Ever since Amazon first launched its Kindle in 2007, die-hard book fanatics have been lamenting the death of the book. Gone are the days of sniffing that glorious new book smell; of queuing up for hours outside a bookstore to get your hands on a new release; of cursing your airline’s luggage restrictions for limiting the number of books you can take to Spain. The physical book is dying, or is already dead – depending on your outlook.
Or is it?
Although it is true that printed book sales have declined since the rise of the eBook, the physical tome is still well and truly alive. In fact, in 2014 we spent £1.7bn on physical books, compared to just £393m on eBooks. Moreover, it seems the initial eBook hype is dying down. Sales of the electronic literary companion have stagnated, with Kindle sales peaking at 13.44 million in 2011 and dropping to 9.7 million in 2012. It seems we’re not ready to give up our paper publications quite yet.
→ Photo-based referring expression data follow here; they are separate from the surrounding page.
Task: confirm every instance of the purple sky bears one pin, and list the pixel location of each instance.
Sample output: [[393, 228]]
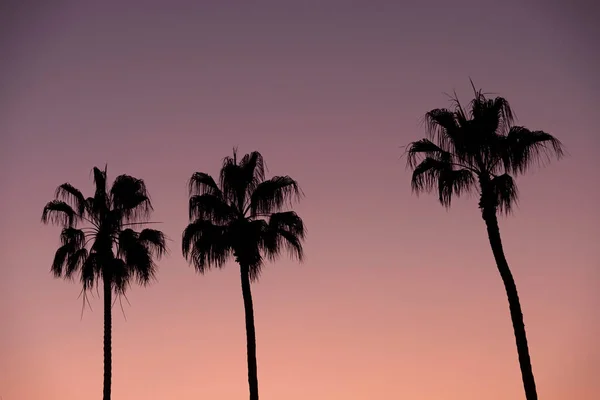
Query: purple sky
[[398, 298]]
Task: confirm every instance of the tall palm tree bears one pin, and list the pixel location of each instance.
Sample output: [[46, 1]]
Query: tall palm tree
[[477, 151], [242, 216], [100, 246]]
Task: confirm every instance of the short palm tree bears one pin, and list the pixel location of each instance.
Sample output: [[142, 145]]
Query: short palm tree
[[242, 216], [100, 246], [478, 152]]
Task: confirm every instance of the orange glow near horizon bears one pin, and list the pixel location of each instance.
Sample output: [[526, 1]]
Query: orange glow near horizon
[[398, 298]]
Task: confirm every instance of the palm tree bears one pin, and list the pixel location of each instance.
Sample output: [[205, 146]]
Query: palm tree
[[478, 152], [105, 249], [243, 216]]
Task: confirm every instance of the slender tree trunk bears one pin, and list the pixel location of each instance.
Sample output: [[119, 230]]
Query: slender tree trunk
[[516, 314], [107, 338], [250, 334]]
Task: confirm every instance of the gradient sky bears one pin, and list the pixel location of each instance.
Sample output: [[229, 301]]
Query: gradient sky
[[398, 298]]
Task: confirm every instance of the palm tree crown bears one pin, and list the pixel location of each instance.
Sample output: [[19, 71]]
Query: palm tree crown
[[105, 247], [482, 147], [242, 216]]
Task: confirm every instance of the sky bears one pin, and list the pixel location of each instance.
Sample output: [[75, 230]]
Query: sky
[[398, 298]]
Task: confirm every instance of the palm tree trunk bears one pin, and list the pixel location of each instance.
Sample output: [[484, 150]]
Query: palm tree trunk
[[516, 314], [107, 338], [250, 334]]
Whilst the physical book is clearly not dead yet, you can’t deny that the rise of technology has changed the landscape of reading. The immediate downloadability of an eBook gives us the instant gratification that we so desire in this modern world, but it also alters the experience of buying a book. We no longer need to wander round bookstores, picking volumes up at random. Although this new system is undoubtedly more convenient, it is easy to see why purists are up in arms. The internet and technology have removed some of the wonder of book buying.
Of course, just because people can use technology to buy books, doesn’t mean they always do. The figures above prove that; and the very existence of our shop suggests that people still enjoy aimlessly browsing shelves with the hope of finding an unexpected gem.
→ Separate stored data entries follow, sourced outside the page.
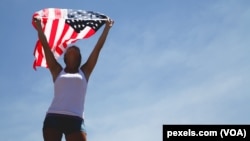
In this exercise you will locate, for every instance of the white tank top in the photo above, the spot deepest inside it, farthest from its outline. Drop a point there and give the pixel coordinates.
(69, 94)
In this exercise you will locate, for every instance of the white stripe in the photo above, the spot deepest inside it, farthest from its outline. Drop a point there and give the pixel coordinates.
(80, 35)
(65, 37)
(59, 31)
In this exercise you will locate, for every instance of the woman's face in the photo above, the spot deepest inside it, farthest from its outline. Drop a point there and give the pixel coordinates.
(72, 57)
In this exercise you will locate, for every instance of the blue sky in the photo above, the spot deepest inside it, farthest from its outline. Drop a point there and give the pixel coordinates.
(164, 62)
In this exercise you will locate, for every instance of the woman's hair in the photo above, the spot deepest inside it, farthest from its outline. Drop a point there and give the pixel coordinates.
(78, 50)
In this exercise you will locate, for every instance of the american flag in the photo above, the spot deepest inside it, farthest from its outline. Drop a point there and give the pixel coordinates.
(63, 27)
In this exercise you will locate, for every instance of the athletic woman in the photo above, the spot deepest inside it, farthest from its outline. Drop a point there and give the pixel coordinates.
(65, 115)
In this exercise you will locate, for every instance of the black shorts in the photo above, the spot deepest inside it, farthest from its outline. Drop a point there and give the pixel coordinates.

Technology will always plough forward and alter the ways of the world – but that doesn’t mean the old ways will die. And besides, sometimes change is a good thing. I’m sure the monks of old cursed the invention of the printing press for destroying the art of manuscripts, but you’d be hard pressed to find someone now who thinks we should go back to the old way of doing things. Perhaps in fifty years time we’ll be wondering why we ever bothered with paper in the first place.
Although, should that happen, we would have to come up with a new way to raise money. So maybe let’s not give up on the physical book just yet. After all, what would the people of York do without the Oxfam Bookshop of Low Petergate?